Today was focussed on seeing Maligne Lake, which is just past Jasper and another 20-30 minutes off the Icefields Parkway. This is the place we spotted the most wildlife. We passed several black bears along the roadside, to the point where we didn't bother to stop and look any more. We saw baby bears climbing trees and running after their mother. The was an abundance of elk on this route too.
Black bear family spotted on the way to Maligne Lake

Maligne lake is stunning, and we spent about half an hour walking along the lakeside. There is a few hiking route options and you can follow the path along the lake much longer than we did. We got distracted by the family of bears that came down to the lake and decided to hang out by the path, so that made a bit of a road block for us. A young child attempted to run out towards the bears, I guess they looked cuddly.
View from the Icefields Parkway, Jasper National Park

We returned to Jasper to check out the town. You'll see all over TripAdvisor that this town really isn't anything special. This is absolutely true. The town lacks the charm of Banff's architecture, has very little choice by way of food, and the only thing worth seeing there is their supermarket if you're interested in getting snacks and fresh food.
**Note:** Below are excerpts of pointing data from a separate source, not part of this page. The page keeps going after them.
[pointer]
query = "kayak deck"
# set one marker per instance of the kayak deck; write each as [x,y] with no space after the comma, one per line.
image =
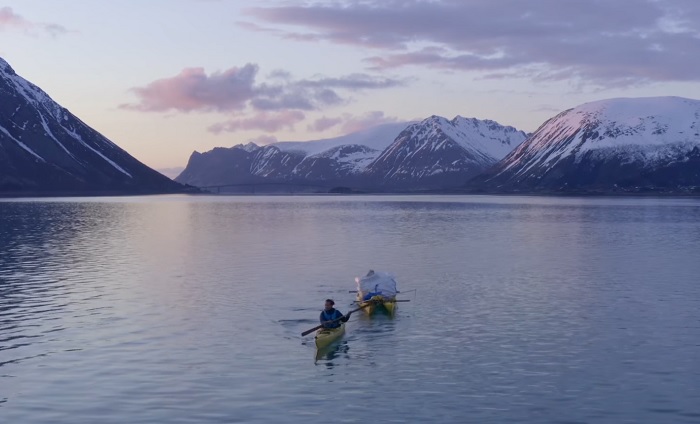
[326,336]
[377,303]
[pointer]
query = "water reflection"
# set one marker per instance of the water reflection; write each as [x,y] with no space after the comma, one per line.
[327,354]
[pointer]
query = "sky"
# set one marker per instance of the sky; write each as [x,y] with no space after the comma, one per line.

There are plenty of Elk to spot in Jasper National Park

Waterfall visible from the Icefields Parkway
Mike and I returned to the waterfall that is on the Icefields Parkway about 15 minutes south of the hotel, and we climbed to the top of the waterfall for kicks. I really enjoyed the scenery nearby this waterfall - with pink and grey boulders lining the valley towards the mountains.

In the evening we visited the Athabasca Falls. This involves another leisurely walk through some small canyons and forest, and along elevated platforms. The falls are powerful enough that a small rainbow forms in its mists.

We stayed one more night at Sunwatpa. The initial plan was to stay an extra night, but we decided our time would be better spent in Banff and arranged for an earlier checkout.